Wie sehr machen die Gemeinden mit?
Juristisch lassen sich die neuen RPG-Bestimmungen durchaus streng interpretieren. Doch der Paradigmenwechsel gelinge nur, wenn auch die unterste Vollzugsebene von der Innenentwicklung überzeugt werden kann: Zum einen muss es den Gemeinden gelingen, die Reserven innerhalb der bestehenden Bauzonenfläche zu mobilisieren. Zum anderen sind Eigentümer verstärkt einzubeziehen, damit das Horten von Bauland verhindert werden kann.
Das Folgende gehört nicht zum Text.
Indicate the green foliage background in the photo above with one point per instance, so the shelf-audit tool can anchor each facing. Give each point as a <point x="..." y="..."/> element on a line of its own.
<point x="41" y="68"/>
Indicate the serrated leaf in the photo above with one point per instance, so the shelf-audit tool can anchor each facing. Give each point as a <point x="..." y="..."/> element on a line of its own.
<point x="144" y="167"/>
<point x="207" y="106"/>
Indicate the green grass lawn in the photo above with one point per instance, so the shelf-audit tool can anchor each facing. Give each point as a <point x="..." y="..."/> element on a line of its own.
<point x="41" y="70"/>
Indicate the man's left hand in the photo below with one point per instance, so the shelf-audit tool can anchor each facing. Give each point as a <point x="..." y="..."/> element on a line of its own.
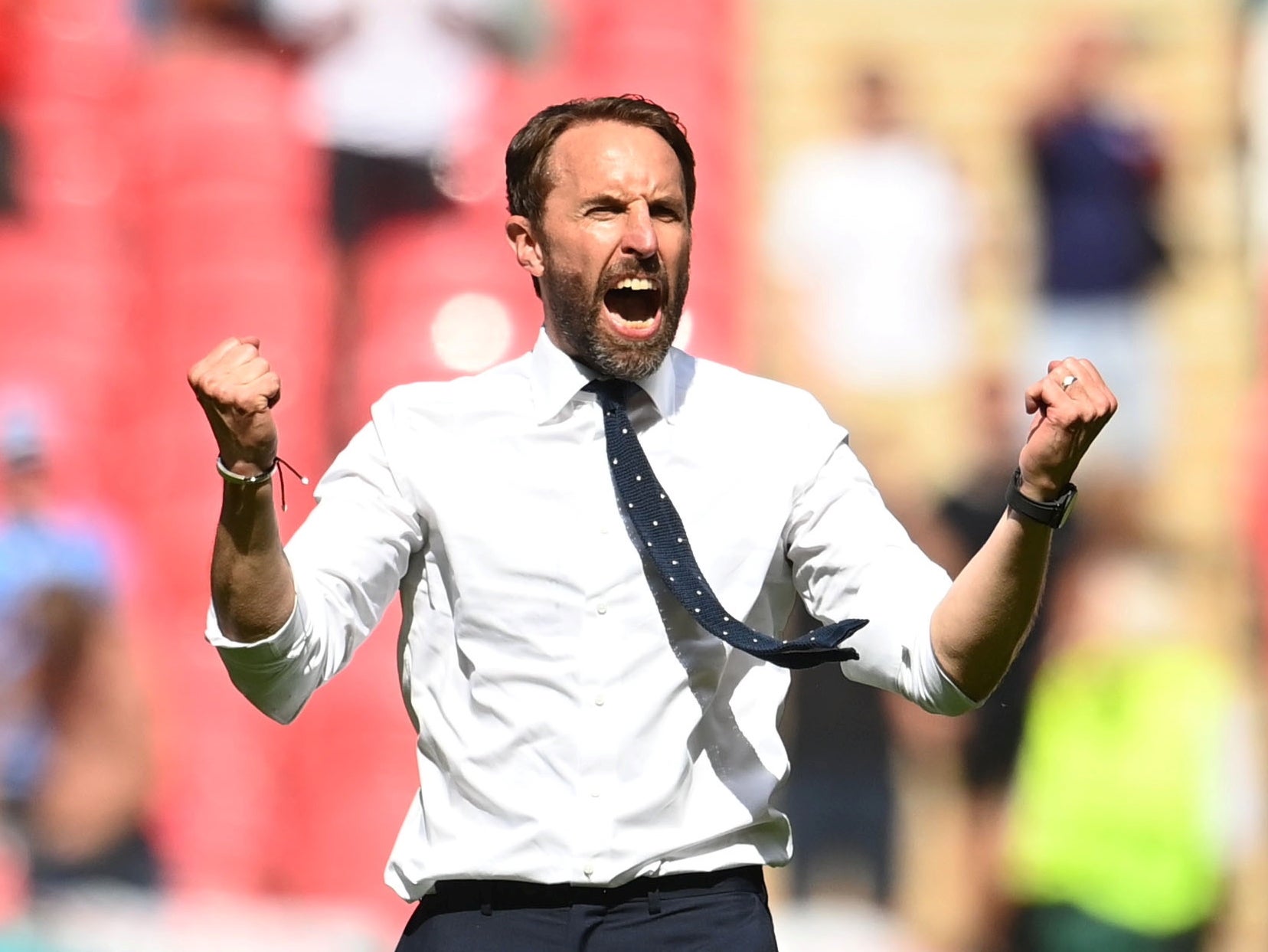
<point x="1070" y="404"/>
Zwar setzt das Bundesgesetz eine Überbauungsfrist; doch ohne Support der Kantone, eine Sanktionierung in den eigenen Rechtsgrundlagen einzuführen, dürfte diese Verdichtungsvariante blockiert sein, so der Juristentenor.
20 Prozent zu wenig
Dem Willen des Bundes droht auch beim Mehrwertausgleich eine Schwächung. Das revidierte Gesetz erlaubt, bei Ein- oder Umzonung mindestens 20 Prozent des Mehrwerts abzuschöpfen. Alt-Bundesrichter Heinz Aemisegger und Etienne Poltier, Rechtsprofessor an der Universität Lausanne, kritisierten am VLP-Anlass allerdings den Kantönligeist, weil die Mehrwertabgabe von vielen als «heisses Eisen» gescheut und trotz geltendem Recht oft nicht eingesetzt worden sei. Da aber finanzielle Mittel für eine Rückzonung von überdimensioniertem Bauland benötigt würden, brauche es sogar eine höhere Abgabequote.
Allerdings sind sich selbst die Juristen nicht einig, ob ein Eigentümer bei Rückzonung von Bauland auf Entschädigung hoffen darf. Enrico Riva, emeritierter Professor für Staats- und Verwaltungsrecht der Universität Basel, präsentierte eine Liste von Gerichtsentscheiden, bei denen solche Forderungen samt und sonders abgewiesen wurden. Denn Gemeinden, die zu viele Bauzonen für die nächsten 15 Jahre besitzen, befinden sich gemäss Riva in einem «nicht rechtskonformen Zustand». Die überdimensionierte Zonenausscheidung sei als «Nicht-Einzonung» ohne Entschädigungspflicht zu werten.
Auf einige Gemeinden wartet daher ein paradoxes Verdikt: So kann die gerichtliche Überprüfung einer Bauzonen-Redimensionierung ergeben, dass der Zonenplan rechtlich ungültig ist. Dennoch ist die einzige Konsequenz daraus: Die Rückzonung wird für die Planungsbehörde finanziell folgenlos bleiben.